By Julie Crawford, Coalition Ambassador
March is National Kidney Month. This year’s focus is on taking charge of your health and the many factors that go into managing chronic kidney disease.
I did not set out to build a health tech company; I set out to survive in my own body. For years, I lived in the frustrating gap between "normal" labs and very real, systemic symptoms. My own diagnosis was a wake-up call to how broken the system is. I discovered I had chronic kidney disease (CKD) not through a doctor’s call, but by seeing the acronym “CKD” listed under diagnoses on a hospital admission intake form after a bout with a Postural Orthostatic Tachycardia Syndrome (POTS) flare. No one had ever mentioned it to me prior or discussed it during my hospital stay.
After my discharge, I spent four hours digging through five different patient portals to piece together my own history. I discovered that my kidney function had been declining since 2016, but because doctors were only looking at snapshots of labs they ordered, instead of the long-term trend, the pattern and eGFR fluctuations were never flagged. I followed up with my primary care provider the following week, showing her the data I gathered, and she agreed with the hospital’s diagnosis and then referred me to a nephrologist.
But kidney disease is not just my medical history; it is my family story. I lost my sister to kidney disease. She was a two-time transplant patient who lost her battle on March 7, 2021, one day before my birthday. Watching her journey taught me how reactive and disconnected care can be. When you love someone with CKD, you notice the patterns (the swelling, the dark circles under the eyes, and the fatigue) long before the lab work hits a red line. That is why I am building Owlfred.
What is Owlfred?
Owlfred is a pattern detection and tracking platform currently in development for people navigating complex, systemic, and “invisible” chronic illnesses like CKD, autoimmune issues, dysautonomia, and POTS. But anyone who is tired of managing their health across scattered portals and paper logs can benefit.
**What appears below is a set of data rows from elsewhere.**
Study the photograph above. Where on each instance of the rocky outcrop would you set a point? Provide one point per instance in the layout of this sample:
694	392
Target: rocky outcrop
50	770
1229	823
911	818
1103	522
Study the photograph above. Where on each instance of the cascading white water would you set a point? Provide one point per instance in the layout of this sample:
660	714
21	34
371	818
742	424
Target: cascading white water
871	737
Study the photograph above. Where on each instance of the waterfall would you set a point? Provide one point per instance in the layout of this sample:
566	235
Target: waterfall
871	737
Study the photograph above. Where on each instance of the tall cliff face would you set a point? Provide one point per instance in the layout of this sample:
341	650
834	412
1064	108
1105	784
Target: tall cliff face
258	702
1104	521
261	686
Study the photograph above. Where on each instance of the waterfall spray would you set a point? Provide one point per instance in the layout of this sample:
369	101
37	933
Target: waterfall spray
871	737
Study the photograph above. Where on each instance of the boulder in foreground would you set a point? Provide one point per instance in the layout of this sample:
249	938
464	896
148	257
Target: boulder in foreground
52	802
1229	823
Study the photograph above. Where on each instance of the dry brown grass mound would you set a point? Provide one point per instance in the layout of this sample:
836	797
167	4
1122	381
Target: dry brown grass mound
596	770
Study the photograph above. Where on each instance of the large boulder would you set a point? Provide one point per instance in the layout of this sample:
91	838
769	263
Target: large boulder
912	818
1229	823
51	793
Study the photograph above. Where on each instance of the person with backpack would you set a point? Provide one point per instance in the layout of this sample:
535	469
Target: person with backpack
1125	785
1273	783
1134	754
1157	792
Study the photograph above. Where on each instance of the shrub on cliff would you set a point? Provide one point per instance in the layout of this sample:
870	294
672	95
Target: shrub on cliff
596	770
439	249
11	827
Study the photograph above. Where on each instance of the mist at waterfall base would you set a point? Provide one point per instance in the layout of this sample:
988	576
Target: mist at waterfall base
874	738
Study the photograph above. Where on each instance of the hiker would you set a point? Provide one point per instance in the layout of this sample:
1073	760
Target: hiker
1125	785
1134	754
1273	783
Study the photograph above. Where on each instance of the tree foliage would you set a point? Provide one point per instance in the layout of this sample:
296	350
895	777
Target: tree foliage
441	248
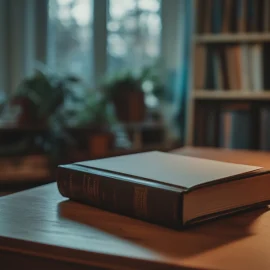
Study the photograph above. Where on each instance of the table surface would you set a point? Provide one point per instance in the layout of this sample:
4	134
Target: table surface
40	222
Owlfred solves the all too common data fragmentation problem. Usually, labs are in one place, symptoms are in your head, and medications are in another. Owlfred brings them into one longitudinal timeline. This empowers patients to walk into an appointment with organized, clinician-ready trends. Instead of trying to remember how they felt three months ago, they can show a clear connection between their labs, blood pressure, and daily symptoms.
Chronic illness often makes you feel invisible. My sister felt that, I feel that, and I know we are not alone in this fight. Owlfred exists so that patients feel seen and heard when they tell their story, not dismissed and discouraged.
Sometimes innovation doesn’t start in a lab; it starts at a hospital bedside.